新聞記者・芥川喜好に聞く―激動の時代を生きて―(2)
2年の途中で、美術史がやりたくなったんですね。なぜか。
―今日はよろしくお願いします。では、早速ですが、大学時代はどんなことをしてらしたんですか?
芥川 我々の学生時代は、いわゆる70年安保闘争、大学紛争があった時代でしたね。世の中に対して異議申し立てをするというか、既成の秩序に歯向かっていくという雰囲気がありました。それで、大学には学生運動の組織が乱立しているわけです。特に早稲田の場合は『学生運動のデパート』と言われていましたから。その中で私は現代詩のサークルに入っていて、そこで3年間世の中を糾弾するような詩を書いていました。それを、自分でガリ版印刷をして『アピールのための詩を書きました!読んでください!』なんて言いながら、早稲田の正門のところで配ったりして。その中身は『機動隊を殲滅するための15章』とか、そんなタイトルの詩が書いてあったりするんです(笑)

―それはまた過激な詩ですね(笑)
芥川 過激でした(笑)それなりに過激な世の中でしたね。詩を書いているというよりは、世の中の動きに関わりながら、アピールしていたのだと思います。部室にはヘルメットが置いてあって、結構デモ行進なんかにも参加したりもしました。ただし、セクトには所属していないので、ガチガチの運動家という感じではなかったです。学科の勉強はほとんどしていません。ましてマスコミに就職するための勉強は何もやっていないです。
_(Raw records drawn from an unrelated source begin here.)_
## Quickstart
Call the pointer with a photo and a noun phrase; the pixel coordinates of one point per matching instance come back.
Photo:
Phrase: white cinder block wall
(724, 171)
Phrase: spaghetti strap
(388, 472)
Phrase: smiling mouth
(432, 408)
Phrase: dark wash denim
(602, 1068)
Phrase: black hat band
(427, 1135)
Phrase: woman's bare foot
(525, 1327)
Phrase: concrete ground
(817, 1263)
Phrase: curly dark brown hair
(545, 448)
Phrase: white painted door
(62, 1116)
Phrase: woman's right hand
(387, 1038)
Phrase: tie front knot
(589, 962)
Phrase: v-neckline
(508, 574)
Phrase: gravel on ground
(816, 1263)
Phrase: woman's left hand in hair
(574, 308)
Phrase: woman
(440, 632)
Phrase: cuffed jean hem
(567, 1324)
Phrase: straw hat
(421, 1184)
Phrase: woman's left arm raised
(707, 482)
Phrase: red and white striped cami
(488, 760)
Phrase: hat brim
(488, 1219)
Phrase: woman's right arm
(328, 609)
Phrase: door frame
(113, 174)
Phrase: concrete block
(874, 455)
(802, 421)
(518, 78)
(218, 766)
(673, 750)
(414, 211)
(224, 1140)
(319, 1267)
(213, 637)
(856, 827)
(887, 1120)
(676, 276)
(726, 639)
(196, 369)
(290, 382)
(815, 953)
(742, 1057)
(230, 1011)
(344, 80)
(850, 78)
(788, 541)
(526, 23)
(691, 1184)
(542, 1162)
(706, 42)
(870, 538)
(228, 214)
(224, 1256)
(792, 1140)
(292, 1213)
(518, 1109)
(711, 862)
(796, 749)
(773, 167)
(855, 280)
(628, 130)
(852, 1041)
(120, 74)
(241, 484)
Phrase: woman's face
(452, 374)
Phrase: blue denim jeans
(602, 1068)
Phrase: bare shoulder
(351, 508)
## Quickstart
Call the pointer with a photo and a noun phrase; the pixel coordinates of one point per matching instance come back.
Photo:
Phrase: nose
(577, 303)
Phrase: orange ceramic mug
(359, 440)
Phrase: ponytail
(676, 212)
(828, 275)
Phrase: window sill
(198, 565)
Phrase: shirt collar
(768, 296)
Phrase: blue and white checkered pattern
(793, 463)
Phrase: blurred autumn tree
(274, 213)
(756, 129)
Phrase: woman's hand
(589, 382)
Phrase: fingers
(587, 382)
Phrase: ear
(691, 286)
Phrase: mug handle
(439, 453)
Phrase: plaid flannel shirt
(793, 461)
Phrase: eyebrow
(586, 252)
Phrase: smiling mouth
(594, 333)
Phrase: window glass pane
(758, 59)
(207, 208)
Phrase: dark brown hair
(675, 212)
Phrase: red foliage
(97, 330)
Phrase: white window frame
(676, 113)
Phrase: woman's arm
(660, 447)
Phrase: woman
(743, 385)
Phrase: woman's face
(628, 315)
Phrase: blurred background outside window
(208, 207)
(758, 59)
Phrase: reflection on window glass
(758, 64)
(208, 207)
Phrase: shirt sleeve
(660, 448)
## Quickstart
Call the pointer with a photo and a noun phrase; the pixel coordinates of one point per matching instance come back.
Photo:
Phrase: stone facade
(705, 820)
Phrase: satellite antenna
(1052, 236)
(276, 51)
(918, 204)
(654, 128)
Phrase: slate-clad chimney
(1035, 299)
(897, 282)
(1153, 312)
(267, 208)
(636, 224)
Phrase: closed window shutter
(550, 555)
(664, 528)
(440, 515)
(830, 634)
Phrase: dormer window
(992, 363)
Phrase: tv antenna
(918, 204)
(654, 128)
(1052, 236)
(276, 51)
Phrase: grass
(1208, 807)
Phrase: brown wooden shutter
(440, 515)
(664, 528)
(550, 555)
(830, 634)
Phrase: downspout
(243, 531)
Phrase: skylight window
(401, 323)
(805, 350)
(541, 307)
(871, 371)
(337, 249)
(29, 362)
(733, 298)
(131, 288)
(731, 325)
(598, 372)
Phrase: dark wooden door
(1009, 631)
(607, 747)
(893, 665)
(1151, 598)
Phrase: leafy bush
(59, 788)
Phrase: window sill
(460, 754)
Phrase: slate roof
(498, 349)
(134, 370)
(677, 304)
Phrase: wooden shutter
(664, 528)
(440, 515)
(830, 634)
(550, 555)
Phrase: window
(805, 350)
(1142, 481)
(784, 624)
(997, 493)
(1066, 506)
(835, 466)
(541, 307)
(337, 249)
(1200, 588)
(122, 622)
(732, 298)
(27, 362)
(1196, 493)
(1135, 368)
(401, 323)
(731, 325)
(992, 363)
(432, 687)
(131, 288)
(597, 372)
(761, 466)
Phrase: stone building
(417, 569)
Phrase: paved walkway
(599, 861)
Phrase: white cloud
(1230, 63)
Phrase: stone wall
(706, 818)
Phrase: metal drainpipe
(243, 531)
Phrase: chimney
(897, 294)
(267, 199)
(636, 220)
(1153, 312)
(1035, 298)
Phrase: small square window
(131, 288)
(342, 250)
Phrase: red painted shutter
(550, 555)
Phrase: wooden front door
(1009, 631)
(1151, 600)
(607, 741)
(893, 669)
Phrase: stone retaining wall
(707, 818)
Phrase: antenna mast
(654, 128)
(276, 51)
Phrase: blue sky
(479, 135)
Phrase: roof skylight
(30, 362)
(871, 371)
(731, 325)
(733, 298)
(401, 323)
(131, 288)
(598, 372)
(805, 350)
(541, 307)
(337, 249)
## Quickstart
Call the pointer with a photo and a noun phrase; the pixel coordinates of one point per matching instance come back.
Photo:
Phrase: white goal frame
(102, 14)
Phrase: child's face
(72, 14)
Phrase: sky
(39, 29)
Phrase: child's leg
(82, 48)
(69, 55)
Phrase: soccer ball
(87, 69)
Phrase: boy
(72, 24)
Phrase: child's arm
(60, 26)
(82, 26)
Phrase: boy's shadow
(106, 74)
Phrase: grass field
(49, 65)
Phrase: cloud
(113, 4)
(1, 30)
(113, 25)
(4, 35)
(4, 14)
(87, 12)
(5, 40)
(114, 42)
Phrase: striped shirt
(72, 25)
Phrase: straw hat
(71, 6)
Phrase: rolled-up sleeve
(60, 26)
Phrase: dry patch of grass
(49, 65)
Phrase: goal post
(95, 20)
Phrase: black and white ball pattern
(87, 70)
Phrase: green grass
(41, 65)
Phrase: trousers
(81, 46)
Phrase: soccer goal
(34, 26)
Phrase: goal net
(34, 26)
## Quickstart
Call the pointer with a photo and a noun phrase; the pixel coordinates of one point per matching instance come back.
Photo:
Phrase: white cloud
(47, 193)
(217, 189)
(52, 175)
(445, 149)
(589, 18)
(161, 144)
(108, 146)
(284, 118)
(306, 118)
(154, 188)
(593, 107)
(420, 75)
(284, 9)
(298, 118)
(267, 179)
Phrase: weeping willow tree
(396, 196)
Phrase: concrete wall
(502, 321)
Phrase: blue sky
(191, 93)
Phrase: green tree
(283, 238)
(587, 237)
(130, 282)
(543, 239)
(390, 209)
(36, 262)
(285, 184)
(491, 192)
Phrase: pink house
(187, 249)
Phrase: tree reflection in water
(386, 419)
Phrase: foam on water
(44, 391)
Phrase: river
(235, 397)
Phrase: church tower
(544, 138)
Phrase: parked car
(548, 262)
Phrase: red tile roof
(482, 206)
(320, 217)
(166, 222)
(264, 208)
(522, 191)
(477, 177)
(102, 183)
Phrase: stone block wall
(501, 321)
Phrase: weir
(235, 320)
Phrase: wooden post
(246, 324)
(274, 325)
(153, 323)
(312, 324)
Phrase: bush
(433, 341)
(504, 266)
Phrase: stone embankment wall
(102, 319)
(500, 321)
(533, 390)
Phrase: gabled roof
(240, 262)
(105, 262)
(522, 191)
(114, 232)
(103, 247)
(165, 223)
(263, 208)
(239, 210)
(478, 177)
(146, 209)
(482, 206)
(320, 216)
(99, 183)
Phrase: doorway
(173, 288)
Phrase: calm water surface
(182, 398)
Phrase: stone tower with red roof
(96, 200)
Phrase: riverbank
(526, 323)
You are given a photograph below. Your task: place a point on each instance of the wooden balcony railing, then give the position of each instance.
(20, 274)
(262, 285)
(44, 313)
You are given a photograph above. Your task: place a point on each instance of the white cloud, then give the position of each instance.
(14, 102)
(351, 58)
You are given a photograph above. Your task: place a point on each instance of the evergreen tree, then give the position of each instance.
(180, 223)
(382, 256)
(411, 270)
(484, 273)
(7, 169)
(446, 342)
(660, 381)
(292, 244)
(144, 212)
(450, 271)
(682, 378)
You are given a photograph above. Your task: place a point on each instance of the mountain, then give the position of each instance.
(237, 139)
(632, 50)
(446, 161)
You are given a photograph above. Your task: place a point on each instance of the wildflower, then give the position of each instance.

―そんな過激な学生時代を送ってこられた先生ですが(笑)、お母様はどんな方でらしたんですか?
芥川 厳しい人でしたね。スパルタ式ですよ。私の父親は銀行勤めで、銀行勤めというのは転勤で全国転々とするのです。私も学校が三つ変わっているのですが、そうすると、子供強く鍛えとかないといけないということで、厳しく育てられましたね。いわゆる今の教育ママのはしりなんじゃないかな。私は音楽をやらせれたり、わりと何でもやらされました。